There was a dead stillness in the square. All that moved was the flicker of fear across their faces and our own.
“Fire!” called the Lady. Instantly there was a gust of wind, and the entire bonfire was in flames, as if it had burnt already a half-hour with a barrel of oil poured on. The fire entirely surrounded her then, hiding her from our eyes and the flames reached into the sky, higher than the steeple of the church, roaring, leaping and curling.
The uniforms of the soldiers caught fire, and they ran from the square, shouting in pain. Yet we felt only warmth.
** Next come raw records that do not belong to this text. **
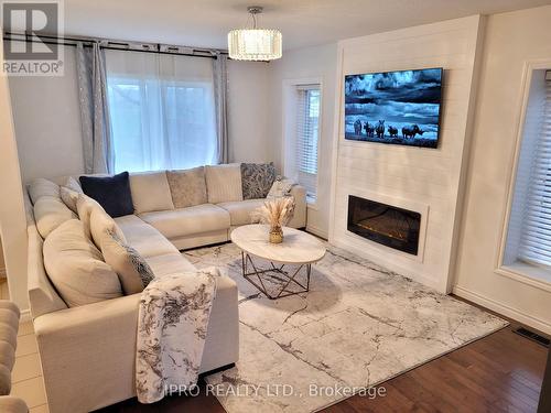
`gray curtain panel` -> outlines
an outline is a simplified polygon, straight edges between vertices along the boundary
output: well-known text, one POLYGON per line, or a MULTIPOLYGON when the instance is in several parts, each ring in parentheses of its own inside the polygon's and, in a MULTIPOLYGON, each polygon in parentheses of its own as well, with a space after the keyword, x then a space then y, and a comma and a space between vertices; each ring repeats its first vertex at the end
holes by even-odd
POLYGON ((228 56, 218 53, 213 59, 214 101, 216 109, 216 133, 218 137, 218 163, 228 163, 228 56))
POLYGON ((107 77, 99 43, 94 43, 91 47, 78 43, 76 66, 85 173, 114 173, 115 153, 107 106, 107 77))

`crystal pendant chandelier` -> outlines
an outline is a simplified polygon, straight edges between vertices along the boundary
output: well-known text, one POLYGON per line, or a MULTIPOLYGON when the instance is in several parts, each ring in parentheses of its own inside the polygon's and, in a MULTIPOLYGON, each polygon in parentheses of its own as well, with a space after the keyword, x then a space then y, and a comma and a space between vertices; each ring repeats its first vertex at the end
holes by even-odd
POLYGON ((251 6, 247 11, 252 15, 252 29, 236 29, 228 33, 229 57, 235 61, 273 61, 281 57, 281 32, 258 29, 257 14, 262 8, 251 6))

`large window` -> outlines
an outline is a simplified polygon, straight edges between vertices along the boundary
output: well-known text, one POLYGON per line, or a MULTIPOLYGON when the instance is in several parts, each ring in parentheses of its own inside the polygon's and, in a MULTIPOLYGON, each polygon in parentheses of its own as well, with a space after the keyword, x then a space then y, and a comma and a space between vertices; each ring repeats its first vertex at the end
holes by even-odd
POLYGON ((177 170, 215 163, 210 61, 107 52, 115 172, 177 170))
POLYGON ((551 72, 533 72, 525 118, 504 264, 551 274, 551 72))
POLYGON ((320 139, 320 85, 295 87, 294 178, 306 188, 309 203, 317 197, 317 146, 320 139))

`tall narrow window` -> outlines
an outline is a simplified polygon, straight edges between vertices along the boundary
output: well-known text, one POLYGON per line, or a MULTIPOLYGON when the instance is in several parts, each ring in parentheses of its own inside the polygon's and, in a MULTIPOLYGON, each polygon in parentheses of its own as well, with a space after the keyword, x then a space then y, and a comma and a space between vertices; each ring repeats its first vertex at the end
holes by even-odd
POLYGON ((551 72, 528 182, 519 258, 551 267, 551 72))
POLYGON ((550 70, 533 72, 525 118, 504 264, 551 274, 550 70))
POLYGON ((309 203, 317 196, 317 143, 320 139, 320 85, 296 86, 294 173, 306 188, 309 203))
POLYGON ((210 59, 107 51, 106 72, 115 172, 216 162, 210 59))

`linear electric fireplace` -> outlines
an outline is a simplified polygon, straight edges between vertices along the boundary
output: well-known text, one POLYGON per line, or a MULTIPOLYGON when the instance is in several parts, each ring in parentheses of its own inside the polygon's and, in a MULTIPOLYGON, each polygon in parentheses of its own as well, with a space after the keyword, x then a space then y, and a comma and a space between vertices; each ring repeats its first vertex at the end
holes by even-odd
POLYGON ((417 256, 421 214, 348 196, 348 230, 383 246, 417 256))

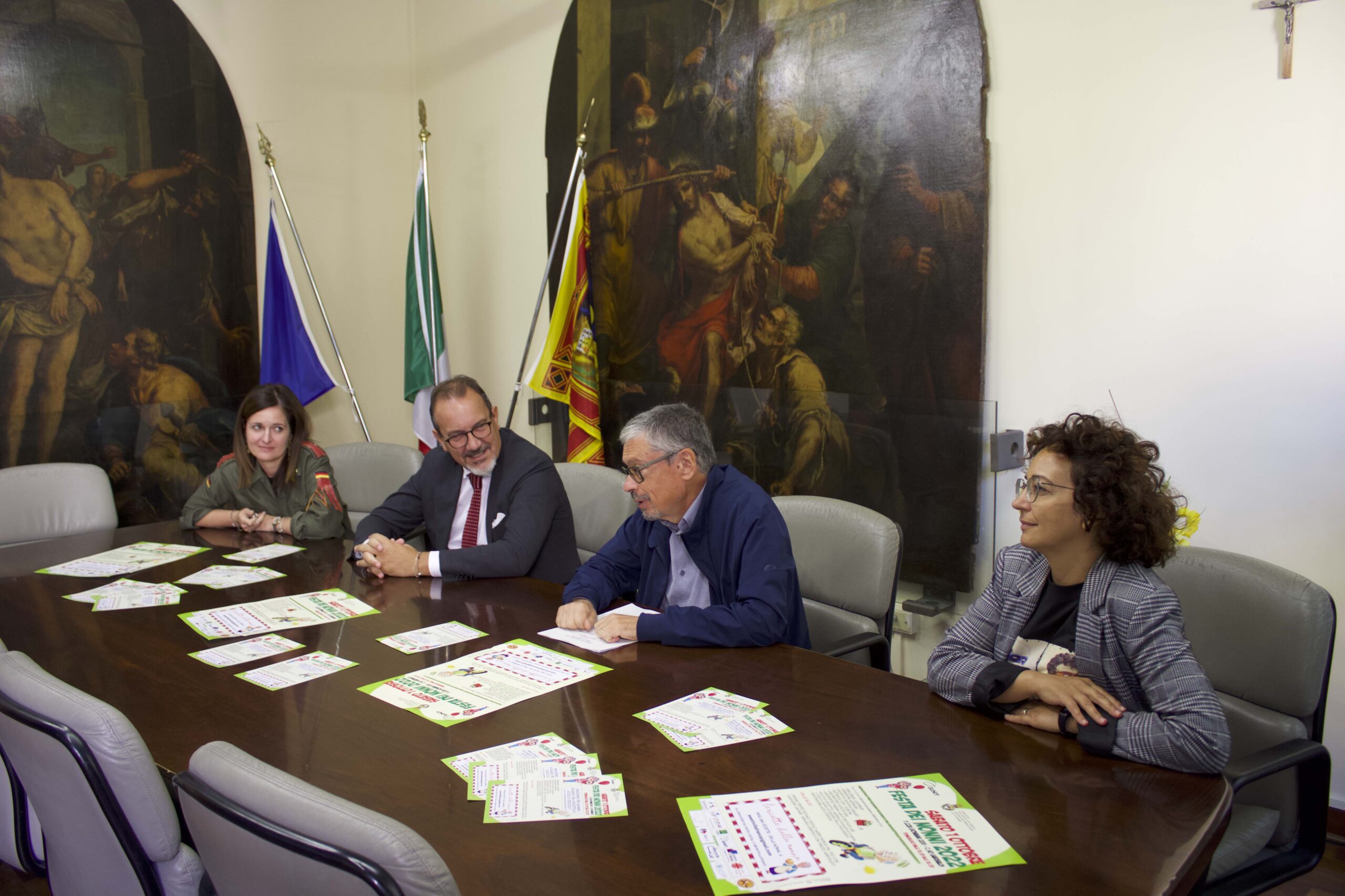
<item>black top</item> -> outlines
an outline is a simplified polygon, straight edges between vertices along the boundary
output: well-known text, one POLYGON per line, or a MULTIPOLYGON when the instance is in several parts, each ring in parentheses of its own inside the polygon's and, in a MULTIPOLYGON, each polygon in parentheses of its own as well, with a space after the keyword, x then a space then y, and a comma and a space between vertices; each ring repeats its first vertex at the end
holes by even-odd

When the flames fell back a little, she was no longer bound to the blackened post behind her, and she was no longer old. Her hair was fire, and the raging flames made a living gown more beautiful than silk or muslin. She was young, and we knew her well. Even the oldest among us still remembered — it was her patience with me I called to mind then, and her merry laughter. What she taught me in my week of service was to seek the courage that love requires.
Standing in the flames, she smiled her merry smile at us, then, looking at the hunters, beckoned with her hand. Unwilling, they were drawn forward into the heat. Their faces and chests blackened and charred as they approached the inferno, and when the flames actually licked around them, they crumpled and vanished.
“Farewell,” she said to us. “I have passed a pleasant hour here. My thanks for your hospitality, and my blessings. I would take with me a friend, if he would come.”
At this, old Martin shuffled forward from among us. Almost deaf and blind, part daft and scarcely able to get out of a chair these days, nonetheless he somehow managed to croak, “I am ready, girl, at your service.” We laughed.
She laughed too, throwing her head back happily, as I remember her. “I thought you might be. Come, then, make haste.”
We watched in growing amazement and apprehension as the old fellow staggered toward her, pushing through the crowd and on toward the fire. “Watch out, Martin,” someone shouted. Yet he hobbled into the flames, which burst fiercely around him in a flash. Our groans of horror were replaced by gasps of amazement when the fire fell back to reveal a young man naked in the embrace of our Lady. Turning to us again, she waved a last time.
With a roar, the fire leapt into the night sky and was gone.